Chapter Sixteen
Jinnie
––––––––
T HE SECOND I CLOSE the door behind me, I already kind of wish I hadn’t. I look through the window and watch as Jack walks back into the woods toward the campsite. I feel like some lovesick idiot waiting for him to change his mind.
But he doesn’t.
I exhale through my nose, not exactly mad, just deflated. It’s late. I get it. I do. He probably thought he was doing the polite thing, the thoughtful thing. Not keeping me up. Letting me get rest before I have to get up in the morning.
Still. A part of me aches just a little as I kick off my shoes. I don’t even bother changing. I just collapse into bed, hoodie and all, face-first into the pillow. I long for him. I miss his body next to mine in my small bed. It isn’t just the sex, but I definitely do miss that. His comforting presence always made me feel like I was someone special. Safe. Like I had a true partner in this world.
I smile thinking about him as my body grows heavy and I drift off to sleep.
The alarm hits like a slap.
I groan, fumbling for my phone, knocking it off the nightstand. It hits the floor with a dull thud and keeps going—this relentless bird-chirping tone I thought would be “less annoying” when I set it. Lies. It’s all lies.
I finally kill the noise and squint at the time.
Four-fifteen.
No one should be awake this early unless they’re catching a plane to somewhere tropical.
I roll out of bed, still fully dressed, hair in a bun that now resembles a bird’s nest. A very angry bird determined to do some remodeling. I make my way to the bathroom, splash cold water on my face, and brush my teeth. I’m so glad I showered last night. There’s no way I would have the time or energy to do it now.

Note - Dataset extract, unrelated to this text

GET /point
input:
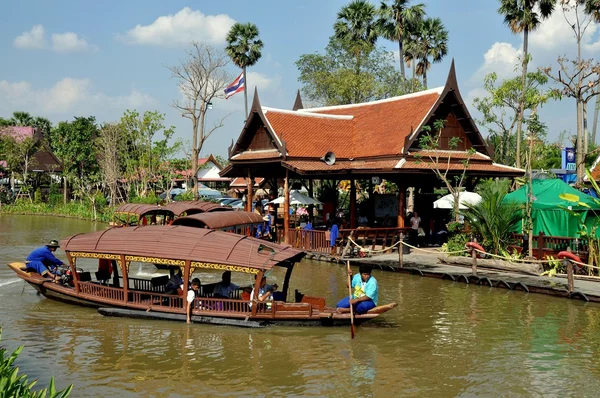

I put on my shoes. Max is still in bed. “I hate you,” I mutter.
I dump his food in his dish. “I hope you don’t have too hard of a day. I know how difficult it must be to get out of bed, eat, shit, and then nap for the rest of the day.”
I head out into the dark. As the end of summer nears, the days get shorter. Going to work in the dark sucks. It is so hard to get out of bed when it’s dark. Especially after only getting a few hours of sleep.
I unlock the door. Today is going to be a big coffee day. I start a pot and tie on my apron. With me doing managerial duties, I have Lisa coming in earlier than usual to help me with the baking while I handle the cash and such.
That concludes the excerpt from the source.